‘Dead Drop’: The covert email method Delhi blast suspects used to stay off the radar

Delhi Police sources say the accused were using a covert digital communication method long associated with espionage networks — ‘dead drop’ emails, a system designed to bypass surveillance and leave almost no trace.

How the ‘Dead Drop’ email system worked

Instead of sending messages, the suspects allegedly used a shared email account where instructions were typed and stored only as drafts.

Others accessed the same account, read the text, modified plans, or deleted drafts — all without a single email ever being transmitted.

As no messages were sent or received, the communication generated minimal metadata, making it extremely difficult for agencies to intercept or track.

Investigators say the method was used alongside Threema, Telegram, and other encrypted channels, forming a multi-layered digital shield meant to frustrate surveillance.

This advanced communication setup is one reason why officials suspect links to a Jaish-e-Mohammad-inspired module operating across Delhi, Faridabad, and parts of Uttar Pradesh.

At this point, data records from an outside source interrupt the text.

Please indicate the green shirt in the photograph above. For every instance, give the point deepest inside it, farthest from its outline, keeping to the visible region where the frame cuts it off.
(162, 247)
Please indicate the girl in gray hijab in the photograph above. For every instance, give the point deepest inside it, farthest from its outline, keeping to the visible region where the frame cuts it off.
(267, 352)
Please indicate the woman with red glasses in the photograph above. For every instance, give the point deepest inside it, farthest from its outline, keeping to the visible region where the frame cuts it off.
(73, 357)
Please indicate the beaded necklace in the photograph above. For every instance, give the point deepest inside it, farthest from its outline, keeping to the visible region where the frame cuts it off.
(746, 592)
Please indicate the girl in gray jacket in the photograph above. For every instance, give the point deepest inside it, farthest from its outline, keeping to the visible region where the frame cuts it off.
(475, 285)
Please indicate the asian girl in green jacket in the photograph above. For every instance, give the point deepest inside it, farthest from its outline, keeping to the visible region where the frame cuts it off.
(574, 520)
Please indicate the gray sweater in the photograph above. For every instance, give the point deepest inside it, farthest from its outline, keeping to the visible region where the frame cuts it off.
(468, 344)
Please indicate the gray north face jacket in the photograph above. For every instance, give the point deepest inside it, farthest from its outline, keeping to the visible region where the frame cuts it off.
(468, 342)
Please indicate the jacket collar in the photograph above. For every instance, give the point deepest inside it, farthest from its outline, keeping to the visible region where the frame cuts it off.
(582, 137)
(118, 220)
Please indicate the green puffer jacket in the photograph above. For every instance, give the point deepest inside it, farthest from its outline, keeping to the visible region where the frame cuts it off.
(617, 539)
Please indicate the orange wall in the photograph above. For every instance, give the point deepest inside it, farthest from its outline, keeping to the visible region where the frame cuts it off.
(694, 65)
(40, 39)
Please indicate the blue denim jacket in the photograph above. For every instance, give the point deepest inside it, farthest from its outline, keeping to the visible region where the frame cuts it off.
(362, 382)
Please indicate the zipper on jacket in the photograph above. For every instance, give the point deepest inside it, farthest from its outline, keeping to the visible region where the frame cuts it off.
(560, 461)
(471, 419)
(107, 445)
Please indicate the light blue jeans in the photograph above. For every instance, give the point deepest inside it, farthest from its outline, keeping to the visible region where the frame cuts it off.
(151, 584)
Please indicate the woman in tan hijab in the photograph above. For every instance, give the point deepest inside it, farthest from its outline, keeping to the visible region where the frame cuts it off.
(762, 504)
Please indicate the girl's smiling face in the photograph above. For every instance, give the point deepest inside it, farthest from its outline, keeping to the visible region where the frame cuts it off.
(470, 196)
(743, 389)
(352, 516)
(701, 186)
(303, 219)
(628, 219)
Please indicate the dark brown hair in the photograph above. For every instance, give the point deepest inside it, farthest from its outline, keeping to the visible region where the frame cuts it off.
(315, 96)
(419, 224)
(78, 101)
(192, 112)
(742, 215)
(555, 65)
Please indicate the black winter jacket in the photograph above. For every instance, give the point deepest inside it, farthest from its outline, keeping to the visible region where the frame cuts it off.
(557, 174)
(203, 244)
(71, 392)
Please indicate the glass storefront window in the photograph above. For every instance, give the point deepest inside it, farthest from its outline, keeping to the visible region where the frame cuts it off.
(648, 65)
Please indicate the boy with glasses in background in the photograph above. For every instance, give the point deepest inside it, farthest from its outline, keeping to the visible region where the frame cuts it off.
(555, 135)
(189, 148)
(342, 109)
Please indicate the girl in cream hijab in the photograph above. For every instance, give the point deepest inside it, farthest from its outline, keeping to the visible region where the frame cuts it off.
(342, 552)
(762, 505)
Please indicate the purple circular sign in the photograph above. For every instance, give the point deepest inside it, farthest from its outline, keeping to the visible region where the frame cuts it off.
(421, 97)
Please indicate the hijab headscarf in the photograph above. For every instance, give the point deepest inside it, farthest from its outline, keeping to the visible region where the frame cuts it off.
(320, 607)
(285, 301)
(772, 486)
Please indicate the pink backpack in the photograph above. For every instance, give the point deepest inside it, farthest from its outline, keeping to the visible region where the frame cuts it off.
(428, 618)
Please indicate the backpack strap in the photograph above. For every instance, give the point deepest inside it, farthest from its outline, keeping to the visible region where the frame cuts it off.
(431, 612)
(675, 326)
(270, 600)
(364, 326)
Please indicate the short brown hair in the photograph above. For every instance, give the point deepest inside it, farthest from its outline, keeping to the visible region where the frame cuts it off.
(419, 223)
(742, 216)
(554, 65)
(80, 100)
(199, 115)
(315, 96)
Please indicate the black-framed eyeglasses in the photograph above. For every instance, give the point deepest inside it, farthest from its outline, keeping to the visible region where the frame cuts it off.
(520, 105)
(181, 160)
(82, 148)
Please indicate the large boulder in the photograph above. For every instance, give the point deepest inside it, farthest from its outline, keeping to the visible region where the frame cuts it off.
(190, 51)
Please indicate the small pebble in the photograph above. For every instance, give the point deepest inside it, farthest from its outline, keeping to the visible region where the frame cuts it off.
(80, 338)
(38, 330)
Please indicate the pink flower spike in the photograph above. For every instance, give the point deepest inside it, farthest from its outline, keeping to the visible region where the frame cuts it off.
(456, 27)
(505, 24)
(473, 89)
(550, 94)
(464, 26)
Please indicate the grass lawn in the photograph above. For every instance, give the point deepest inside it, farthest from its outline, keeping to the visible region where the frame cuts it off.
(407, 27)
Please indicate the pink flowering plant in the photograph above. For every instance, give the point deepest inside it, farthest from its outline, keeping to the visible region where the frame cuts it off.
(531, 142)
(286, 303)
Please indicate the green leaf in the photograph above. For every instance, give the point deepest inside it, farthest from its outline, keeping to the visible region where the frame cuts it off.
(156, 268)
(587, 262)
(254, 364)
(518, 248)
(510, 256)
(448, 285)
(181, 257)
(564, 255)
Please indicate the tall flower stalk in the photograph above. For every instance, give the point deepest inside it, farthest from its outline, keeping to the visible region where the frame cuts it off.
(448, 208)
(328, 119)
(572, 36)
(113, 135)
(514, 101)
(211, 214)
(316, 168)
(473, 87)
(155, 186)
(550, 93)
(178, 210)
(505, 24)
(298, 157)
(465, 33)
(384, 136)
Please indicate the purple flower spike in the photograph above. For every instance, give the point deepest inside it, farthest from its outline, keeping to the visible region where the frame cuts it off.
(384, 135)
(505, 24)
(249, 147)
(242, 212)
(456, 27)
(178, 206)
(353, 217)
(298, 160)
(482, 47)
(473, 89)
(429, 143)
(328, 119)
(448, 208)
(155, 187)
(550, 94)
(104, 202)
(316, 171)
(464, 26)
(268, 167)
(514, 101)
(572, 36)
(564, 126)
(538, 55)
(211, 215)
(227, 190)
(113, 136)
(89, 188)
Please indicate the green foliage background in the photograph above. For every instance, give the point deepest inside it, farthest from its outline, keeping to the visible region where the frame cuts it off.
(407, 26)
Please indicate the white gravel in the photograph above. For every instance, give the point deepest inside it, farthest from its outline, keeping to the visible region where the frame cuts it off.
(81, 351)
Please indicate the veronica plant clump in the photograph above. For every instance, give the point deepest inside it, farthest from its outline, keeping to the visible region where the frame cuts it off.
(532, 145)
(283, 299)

Doctors at the centre of the module

The key accused — Dr Muzammil Shakeel, Dr Umar Nabi, and Dr Shaheed Saeed — reportedly knew each other offline and held multiple closed-door meetings inside Muzammil’s room at Al-Falah University.

Investigators believe discussions on planned explosions took place during these meetings.

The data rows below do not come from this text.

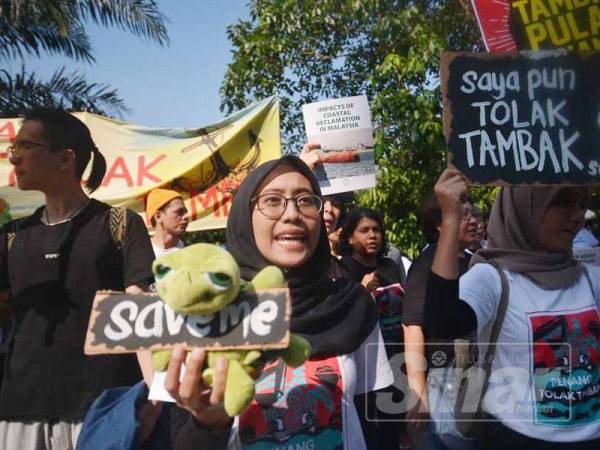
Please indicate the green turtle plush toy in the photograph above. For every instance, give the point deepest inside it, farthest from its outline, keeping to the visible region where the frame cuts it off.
(202, 279)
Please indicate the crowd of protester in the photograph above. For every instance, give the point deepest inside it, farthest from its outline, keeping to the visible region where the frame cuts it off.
(384, 332)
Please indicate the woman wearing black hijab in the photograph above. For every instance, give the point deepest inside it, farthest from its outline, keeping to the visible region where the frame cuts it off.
(276, 219)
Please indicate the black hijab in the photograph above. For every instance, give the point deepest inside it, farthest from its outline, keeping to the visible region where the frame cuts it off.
(334, 316)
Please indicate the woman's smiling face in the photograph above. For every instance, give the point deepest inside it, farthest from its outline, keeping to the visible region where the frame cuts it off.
(290, 240)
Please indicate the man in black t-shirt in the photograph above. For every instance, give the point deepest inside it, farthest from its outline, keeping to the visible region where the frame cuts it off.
(51, 265)
(413, 306)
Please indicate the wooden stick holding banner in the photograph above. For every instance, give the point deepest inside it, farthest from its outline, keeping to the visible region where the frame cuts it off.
(126, 323)
(508, 25)
(529, 118)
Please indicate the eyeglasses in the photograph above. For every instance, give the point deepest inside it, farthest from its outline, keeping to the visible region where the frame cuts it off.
(273, 205)
(16, 150)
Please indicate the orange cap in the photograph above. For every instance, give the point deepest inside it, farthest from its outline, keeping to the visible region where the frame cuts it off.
(157, 198)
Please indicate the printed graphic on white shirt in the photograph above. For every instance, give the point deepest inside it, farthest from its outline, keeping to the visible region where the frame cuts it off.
(295, 408)
(566, 363)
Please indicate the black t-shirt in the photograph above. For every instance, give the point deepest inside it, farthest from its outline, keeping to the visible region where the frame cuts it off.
(53, 273)
(387, 270)
(388, 298)
(416, 284)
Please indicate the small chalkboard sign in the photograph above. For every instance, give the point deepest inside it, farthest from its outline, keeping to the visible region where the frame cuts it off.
(125, 323)
(523, 118)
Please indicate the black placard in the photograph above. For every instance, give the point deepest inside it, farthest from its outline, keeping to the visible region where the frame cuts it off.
(523, 118)
(124, 323)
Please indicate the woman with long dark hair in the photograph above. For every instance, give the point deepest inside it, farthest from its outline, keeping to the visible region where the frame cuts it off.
(364, 246)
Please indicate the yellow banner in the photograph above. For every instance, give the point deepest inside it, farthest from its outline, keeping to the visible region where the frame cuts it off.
(206, 164)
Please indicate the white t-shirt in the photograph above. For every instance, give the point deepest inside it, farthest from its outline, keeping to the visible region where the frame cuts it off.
(540, 386)
(312, 406)
(159, 251)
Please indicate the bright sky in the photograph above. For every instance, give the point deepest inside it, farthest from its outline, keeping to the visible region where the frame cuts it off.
(174, 86)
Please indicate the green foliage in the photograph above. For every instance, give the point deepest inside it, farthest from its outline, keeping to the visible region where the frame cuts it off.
(59, 27)
(389, 50)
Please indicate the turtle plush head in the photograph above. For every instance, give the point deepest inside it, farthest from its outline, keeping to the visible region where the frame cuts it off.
(198, 280)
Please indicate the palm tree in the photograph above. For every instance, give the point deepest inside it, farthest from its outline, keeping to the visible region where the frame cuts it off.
(58, 27)
(69, 91)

Police suspect the group intended to carry out multiple attacks in Delhi, and the blast near Red Fort may have been triggered hastily after Muzammil and Saeed were arrested in the days leading up to November 10.

Delhi Police have confirmed that Umar Nabi was driving the Hyundai i20 that exploded near the Red Fort.

CCTV images and vehicle registration data place him near the blast site on Asaf Ali Road shortly before the explosion.

Following the arrest of his associates, Umar allegedly went underground — a move that investigators believe was coordinated through the same covert digital channels engineered to evade monitoring.

Explosives, weapons seized in raids

Earlier raids by Jammu and Kashmir Police revealed the scale of the alleged plot.

Officers recovered nearly 3,000 kg of explosives, bomb-making components, digital devices and triggering equipment, and a rifle and ammunition seized from Saeed’s vehicle.

These discoveries point to a large operational network and suggest planning far beyond a single blast.

Investigators mapping the wider network

Authorities are now working to trace the full extent of the module, including the suspects’ ties to external handlers, whether more students or associates were involved, how the dead-drop system integrated with the encrypted application, and whether support extended beyond the National Capital Region.

The probe is also reconstructing the timeline between Muzammil’s October 30 arrest and the November 10 blast, a period investigators believe holds critical clues about last-minute attempts to salvage the plot.

As agencies analyse devices, communication logs, and campus links, the “dead drop” method has emerged as one of the most significant indicators of the group’s sophistication — and a key challenge in tracing the full network behind the Red Fort explosion.